According to a recent study conducted by British scientists, it has become more difficult for people to determine whether it is a human or an artificial recording when conversing on the phone.
The group of researchers used a text-to-speech (TTS) algorithm which was trained on English and Mandarin datasets in order to synthesize 50 deepfake speech samples in each language.
The scientists gave computer-generated and human samples to 529 participants for them to listen to in order to find out whether they would be able to distinguish between human and machine speech. It turned out that 27 percent of the time, the participants mistook an artificial sample for a human recording.

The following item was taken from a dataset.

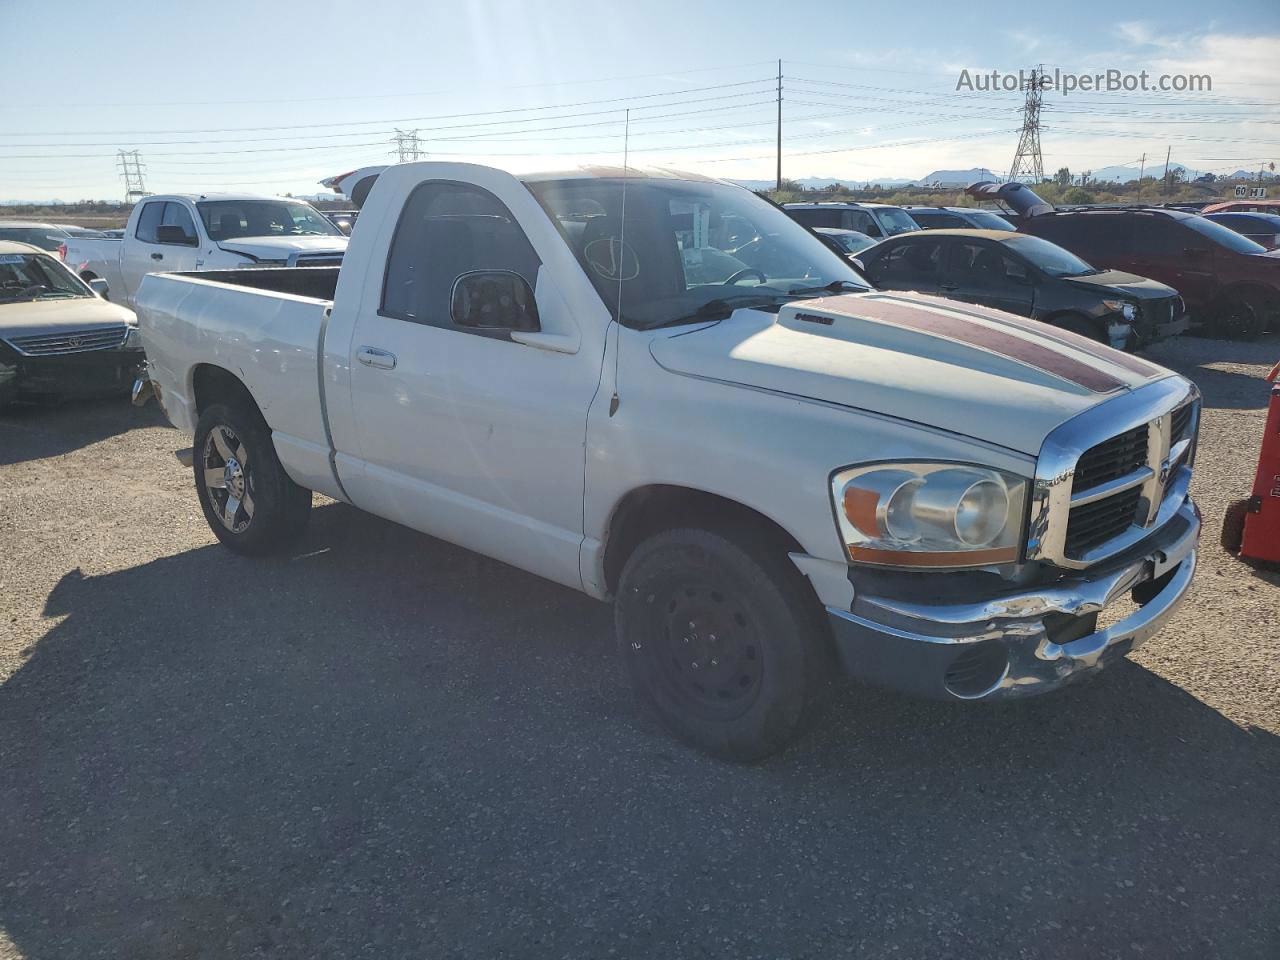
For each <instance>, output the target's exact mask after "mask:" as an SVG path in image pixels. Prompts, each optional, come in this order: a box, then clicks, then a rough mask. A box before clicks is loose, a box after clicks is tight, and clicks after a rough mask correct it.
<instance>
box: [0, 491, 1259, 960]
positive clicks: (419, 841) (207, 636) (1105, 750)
mask: <svg viewBox="0 0 1280 960" xmlns="http://www.w3.org/2000/svg"><path fill="white" fill-rule="evenodd" d="M45 614H46V616H47V617H49V618H50V620H51V621H52V622H51V626H50V628H49V632H47V634H46V635H45V637H44V639H42V640H41V641H40V643H38V644H36V646H35V648H33V649H29V650H27V652H26V660H24V663H23V664H22V667H20V668H19V669H18V671H17V672H15V673H14V675H13V676H12V678H10V680H9V681H8V682H5V684H4V685H3V686H0V730H3V731H4V736H3V737H0V810H3V812H4V815H3V817H0V934H5V933H6V934H8V937H9V938H10V940H12V942H13V943H14V946H15V947H17V951H18V954H19V955H20V956H23V957H27V959H28V960H52V959H54V957H68V959H70V957H83V956H122V957H123V956H127V957H131V959H134V960H137V959H142V957H166V959H168V957H223V956H225V957H247V956H259V955H268V954H269V955H271V956H297V957H307V960H314V959H315V957H330V956H332V957H356V956H370V957H388V956H440V955H445V954H448V955H483V956H541V955H554V956H561V955H575V956H585V955H604V954H605V952H608V950H617V952H618V954H620V955H636V956H654V955H671V956H673V955H685V954H686V952H698V954H699V955H703V952H705V954H707V955H716V954H717V952H721V951H723V950H724V943H723V942H722V937H723V940H726V941H727V940H730V938H731V937H740V936H745V934H744V932H746V933H749V934H750V941H744V942H749V943H750V948H748V947H746V946H742V947H741V950H740V951H737V955H744V956H745V955H753V956H754V955H778V954H782V952H786V954H788V955H813V956H829V955H833V954H835V952H836V951H837V950H838V951H840V952H845V951H849V950H850V948H854V947H858V946H859V945H863V946H864V947H865V950H864V951H863V955H872V956H879V955H884V954H886V952H888V948H890V946H891V943H896V942H906V943H913V942H914V943H918V945H920V943H933V945H934V946H936V947H937V948H938V950H937V952H938V955H947V956H977V955H983V956H997V955H1006V956H1007V955H1012V954H1015V952H1018V945H1019V943H1024V942H1027V938H1033V941H1034V942H1037V943H1038V947H1037V952H1034V954H1028V955H1034V956H1087V955H1111V954H1112V950H1115V951H1116V952H1119V951H1121V950H1123V951H1124V952H1128V951H1129V945H1130V943H1137V945H1139V946H1140V948H1142V950H1144V951H1147V955H1148V956H1172V955H1175V954H1183V952H1185V951H1190V955H1194V956H1213V955H1220V954H1221V955H1226V956H1236V957H1240V956H1263V955H1274V952H1271V951H1274V950H1275V948H1276V946H1277V945H1280V933H1277V931H1280V906H1277V901H1276V900H1275V897H1274V891H1275V888H1276V883H1275V881H1276V877H1277V868H1276V864H1277V863H1280V804H1277V800H1276V797H1277V796H1280V749H1277V739H1276V737H1274V736H1271V735H1270V733H1266V732H1263V731H1260V730H1253V731H1249V730H1242V728H1240V727H1238V726H1235V724H1234V723H1231V722H1229V721H1228V719H1225V718H1224V717H1222V716H1221V714H1219V713H1217V712H1215V710H1213V709H1211V708H1208V707H1207V705H1204V704H1203V703H1201V701H1199V700H1197V699H1194V698H1193V696H1190V695H1188V694H1187V692H1184V691H1183V690H1180V689H1178V687H1175V686H1172V685H1170V684H1167V682H1166V681H1164V680H1162V678H1160V677H1158V676H1156V675H1153V673H1151V672H1148V671H1146V669H1144V668H1142V667H1140V666H1138V664H1134V663H1128V662H1125V663H1123V664H1121V666H1119V667H1116V668H1114V669H1111V671H1110V672H1108V673H1106V675H1103V676H1100V677H1098V678H1096V681H1093V682H1091V684H1083V685H1080V686H1078V687H1075V689H1071V690H1068V691H1064V692H1061V694H1060V695H1056V696H1052V698H1044V699H1039V700H1032V701H1025V703H1018V704H1010V705H1006V707H1000V708H991V707H975V708H969V709H959V708H954V707H950V705H946V704H933V703H919V701H914V700H906V699H902V698H899V696H895V695H891V694H887V692H882V691H878V690H872V689H868V687H860V686H841V687H840V689H838V692H837V694H836V696H835V698H833V700H832V703H831V704H829V707H828V708H827V709H826V712H824V714H823V716H822V717H820V719H819V723H818V727H817V728H815V730H814V731H813V732H812V733H810V735H809V736H808V737H806V739H805V740H804V741H803V742H801V744H799V745H797V746H796V748H794V749H792V750H790V751H788V753H786V754H783V755H781V756H778V758H774V759H773V760H769V762H768V763H765V764H763V765H759V767H733V765H727V764H722V763H717V762H714V760H710V759H707V758H704V756H701V755H699V754H696V753H694V751H691V750H687V749H685V748H682V746H680V745H677V744H673V742H672V741H669V740H668V739H667V737H666V736H664V735H663V733H662V731H659V730H657V728H655V727H654V726H653V724H652V723H649V722H648V721H644V719H640V718H637V716H636V712H635V709H634V705H632V701H631V696H630V694H628V692H627V690H626V686H625V682H623V678H622V675H621V671H620V669H618V666H617V660H616V655H614V652H613V649H612V639H611V635H612V622H611V612H609V609H608V608H607V607H605V605H603V604H598V603H594V602H591V600H589V599H585V598H582V596H581V595H579V594H576V593H573V591H570V590H566V589H562V588H557V586H554V585H549V584H547V582H545V581H541V580H539V579H536V577H534V576H530V575H526V573H522V572H520V571H516V570H512V568H509V567H506V566H503V564H499V563H495V562H493V561H488V559H481V558H477V557H475V556H474V554H471V553H468V552H466V550H462V549H458V548H456V547H452V545H448V544H444V543H440V541H436V540H433V539H430V538H425V536H420V535H417V534H413V532H411V531H407V530H403V529H401V527H397V526H393V525H390V524H385V522H383V521H379V520H375V518H372V517H369V516H366V515H364V513H360V512H358V511H355V509H352V508H349V507H346V506H342V504H333V506H326V507H323V508H319V509H317V511H316V512H315V517H314V524H312V529H311V531H310V532H308V536H307V539H306V541H305V543H303V544H302V545H301V547H300V548H298V549H297V550H294V552H293V553H292V556H289V557H287V558H283V559H273V561H248V559H244V558H239V557H236V556H233V554H230V553H228V552H225V550H223V549H221V548H219V547H207V548H200V549H195V550H191V552H187V553H183V554H179V556H174V557H168V558H164V559H157V561H155V562H151V563H147V564H143V566H140V567H134V568H131V570H124V571H119V572H113V573H105V575H102V576H95V577H84V576H82V575H81V573H79V571H72V572H69V573H67V575H65V577H64V579H63V580H61V582H60V584H59V585H58V588H56V589H55V590H54V591H52V593H51V594H50V596H49V599H47V607H46V611H45ZM1064 929H1065V931H1069V934H1070V936H1069V937H1066V938H1065V940H1064V936H1065V934H1062V933H1061V931H1064ZM1055 931H1057V933H1055ZM1042 936H1043V937H1046V938H1043V940H1041V937H1042ZM1116 937H1117V938H1119V940H1115V938H1116ZM3 940H4V937H3V936H0V943H3ZM1055 945H1056V946H1055ZM1116 945H1119V946H1116ZM695 946H696V947H698V950H694V947H695ZM699 950H700V951H703V952H699ZM915 955H918V956H923V955H924V954H923V952H916V954H915ZM931 955H933V954H931Z"/></svg>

Moreover, special training offered by the research team for the participants proved surprisingly ineffective, as the detection rate saw only a slight upsurge. The rates for English and Mandarin speakers were almost identical, while the participants pointed out different aspects which helped them distinguish between the nature of the recordings. For English ones, paying attention to breathing was the most helpful, while Mandarin speakers looked at cadence, pacing, and fluency.
“Our findings confirm that humans are unable to reliably detect deepfake speech, whether or not they have received training to help them spot artificial content,” study first author Kimberly Mai of UCL Computer Science, noted in a press release.

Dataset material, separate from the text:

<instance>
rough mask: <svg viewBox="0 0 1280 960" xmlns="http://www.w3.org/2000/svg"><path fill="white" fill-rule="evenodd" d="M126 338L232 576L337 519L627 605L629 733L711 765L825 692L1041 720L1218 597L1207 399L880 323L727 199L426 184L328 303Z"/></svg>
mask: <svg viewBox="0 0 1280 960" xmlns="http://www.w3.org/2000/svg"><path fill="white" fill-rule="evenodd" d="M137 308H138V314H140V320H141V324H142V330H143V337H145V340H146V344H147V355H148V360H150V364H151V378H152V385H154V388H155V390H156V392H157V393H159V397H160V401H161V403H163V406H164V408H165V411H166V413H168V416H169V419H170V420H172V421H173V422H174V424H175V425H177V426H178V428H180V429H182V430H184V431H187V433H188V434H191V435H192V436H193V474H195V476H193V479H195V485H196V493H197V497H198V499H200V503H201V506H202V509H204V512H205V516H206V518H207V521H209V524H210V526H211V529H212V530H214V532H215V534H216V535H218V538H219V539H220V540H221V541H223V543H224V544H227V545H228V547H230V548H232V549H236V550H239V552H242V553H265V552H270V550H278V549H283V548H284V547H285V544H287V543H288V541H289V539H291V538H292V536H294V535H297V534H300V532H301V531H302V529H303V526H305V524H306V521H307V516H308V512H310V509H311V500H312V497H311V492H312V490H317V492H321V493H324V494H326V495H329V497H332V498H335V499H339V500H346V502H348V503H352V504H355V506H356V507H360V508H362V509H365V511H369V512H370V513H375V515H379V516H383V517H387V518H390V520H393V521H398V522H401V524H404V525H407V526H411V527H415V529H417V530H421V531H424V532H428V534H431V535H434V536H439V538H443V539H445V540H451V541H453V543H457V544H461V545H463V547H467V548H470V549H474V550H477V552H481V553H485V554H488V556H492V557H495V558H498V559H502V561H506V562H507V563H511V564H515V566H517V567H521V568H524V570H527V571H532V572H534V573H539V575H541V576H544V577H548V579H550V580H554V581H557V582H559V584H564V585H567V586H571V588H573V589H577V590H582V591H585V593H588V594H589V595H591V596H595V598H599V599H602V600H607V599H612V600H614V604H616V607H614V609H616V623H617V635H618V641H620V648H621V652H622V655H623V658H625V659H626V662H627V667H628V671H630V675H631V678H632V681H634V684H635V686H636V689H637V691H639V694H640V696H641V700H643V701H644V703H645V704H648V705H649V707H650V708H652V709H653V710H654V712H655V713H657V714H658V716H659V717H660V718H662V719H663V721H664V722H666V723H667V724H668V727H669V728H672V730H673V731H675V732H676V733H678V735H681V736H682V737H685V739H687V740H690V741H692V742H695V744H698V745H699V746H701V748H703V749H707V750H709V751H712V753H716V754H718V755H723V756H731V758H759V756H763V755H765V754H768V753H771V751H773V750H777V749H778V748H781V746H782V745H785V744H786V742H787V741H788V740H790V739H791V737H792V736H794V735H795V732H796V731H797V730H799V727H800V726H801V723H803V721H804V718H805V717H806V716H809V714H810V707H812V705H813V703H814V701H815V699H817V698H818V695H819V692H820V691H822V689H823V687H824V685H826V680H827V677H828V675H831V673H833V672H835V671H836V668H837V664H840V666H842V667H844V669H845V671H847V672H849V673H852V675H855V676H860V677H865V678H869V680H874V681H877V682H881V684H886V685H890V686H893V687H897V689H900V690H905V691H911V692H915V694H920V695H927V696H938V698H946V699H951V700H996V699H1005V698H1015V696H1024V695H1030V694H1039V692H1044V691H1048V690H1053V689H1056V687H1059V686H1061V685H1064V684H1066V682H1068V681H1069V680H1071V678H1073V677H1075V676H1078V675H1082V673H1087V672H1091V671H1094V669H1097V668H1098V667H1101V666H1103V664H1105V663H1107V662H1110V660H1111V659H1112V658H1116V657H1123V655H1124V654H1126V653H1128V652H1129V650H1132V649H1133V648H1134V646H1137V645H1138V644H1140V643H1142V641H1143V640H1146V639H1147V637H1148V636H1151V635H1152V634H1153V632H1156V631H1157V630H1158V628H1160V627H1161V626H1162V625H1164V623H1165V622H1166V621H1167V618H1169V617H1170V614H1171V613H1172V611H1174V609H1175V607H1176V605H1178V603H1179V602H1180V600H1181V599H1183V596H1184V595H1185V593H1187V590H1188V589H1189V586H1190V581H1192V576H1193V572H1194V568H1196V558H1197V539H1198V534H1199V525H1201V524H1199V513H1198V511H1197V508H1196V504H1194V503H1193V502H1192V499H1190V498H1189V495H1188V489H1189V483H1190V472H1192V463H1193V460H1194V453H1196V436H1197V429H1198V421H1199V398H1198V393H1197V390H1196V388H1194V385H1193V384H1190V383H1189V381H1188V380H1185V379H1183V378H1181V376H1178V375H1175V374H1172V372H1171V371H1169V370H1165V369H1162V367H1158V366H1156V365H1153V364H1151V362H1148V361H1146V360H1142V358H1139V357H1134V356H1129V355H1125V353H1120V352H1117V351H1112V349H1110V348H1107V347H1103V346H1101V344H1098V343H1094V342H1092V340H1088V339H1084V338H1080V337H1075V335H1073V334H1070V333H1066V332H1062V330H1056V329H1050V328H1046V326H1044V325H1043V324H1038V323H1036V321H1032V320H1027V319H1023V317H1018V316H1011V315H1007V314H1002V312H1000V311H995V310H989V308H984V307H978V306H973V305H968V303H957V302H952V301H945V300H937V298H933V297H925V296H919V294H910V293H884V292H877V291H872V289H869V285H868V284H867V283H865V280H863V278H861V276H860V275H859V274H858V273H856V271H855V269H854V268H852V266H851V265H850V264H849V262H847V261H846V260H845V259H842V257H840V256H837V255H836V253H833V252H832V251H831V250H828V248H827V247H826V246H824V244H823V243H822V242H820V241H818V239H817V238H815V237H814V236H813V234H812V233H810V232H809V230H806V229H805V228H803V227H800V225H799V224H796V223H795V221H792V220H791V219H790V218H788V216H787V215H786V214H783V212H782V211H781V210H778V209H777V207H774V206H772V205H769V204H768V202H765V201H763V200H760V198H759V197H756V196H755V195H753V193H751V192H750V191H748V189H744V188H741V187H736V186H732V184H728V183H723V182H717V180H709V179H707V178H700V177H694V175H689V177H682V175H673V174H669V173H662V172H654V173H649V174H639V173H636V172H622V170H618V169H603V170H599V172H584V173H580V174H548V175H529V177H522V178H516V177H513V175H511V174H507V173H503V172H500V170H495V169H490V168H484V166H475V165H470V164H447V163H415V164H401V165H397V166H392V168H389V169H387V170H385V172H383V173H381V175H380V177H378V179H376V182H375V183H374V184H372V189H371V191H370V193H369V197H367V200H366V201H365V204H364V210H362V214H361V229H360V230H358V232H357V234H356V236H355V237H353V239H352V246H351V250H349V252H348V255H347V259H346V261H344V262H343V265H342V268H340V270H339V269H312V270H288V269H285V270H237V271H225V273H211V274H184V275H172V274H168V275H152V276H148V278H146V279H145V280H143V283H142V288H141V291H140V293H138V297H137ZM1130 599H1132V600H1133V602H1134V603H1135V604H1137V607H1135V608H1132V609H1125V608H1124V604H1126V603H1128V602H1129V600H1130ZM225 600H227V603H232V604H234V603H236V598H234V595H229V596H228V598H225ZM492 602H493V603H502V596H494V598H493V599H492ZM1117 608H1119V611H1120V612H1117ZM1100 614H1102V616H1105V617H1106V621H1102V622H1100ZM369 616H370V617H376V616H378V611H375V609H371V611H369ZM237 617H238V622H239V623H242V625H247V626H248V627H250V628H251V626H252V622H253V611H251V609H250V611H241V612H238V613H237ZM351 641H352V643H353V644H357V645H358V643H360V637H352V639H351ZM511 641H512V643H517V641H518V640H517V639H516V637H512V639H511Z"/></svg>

Although generative AI audio technology can be advantageous when dealing with life quality improvement for individuals with speech limitations, it could also be exploited by governments to influence citizens of other nations and criminals for malicious purposes, according to the scientists.
“With generative artificial intelligence technology getting more sophisticated and many of these tools openly available, we’re on the verge of seeing numerous benefits as well as risks. It would be prudent for governments and organizations to develop strategies to deal with abuse of these tools, certainly, but we should also recognize the positive possibilities that are on the horizon,” Professor Lewis Griffin, the senior author of the study, stressed.
In response to the threats posed by deepfake technology, the research team decided to work on automated speech detectors.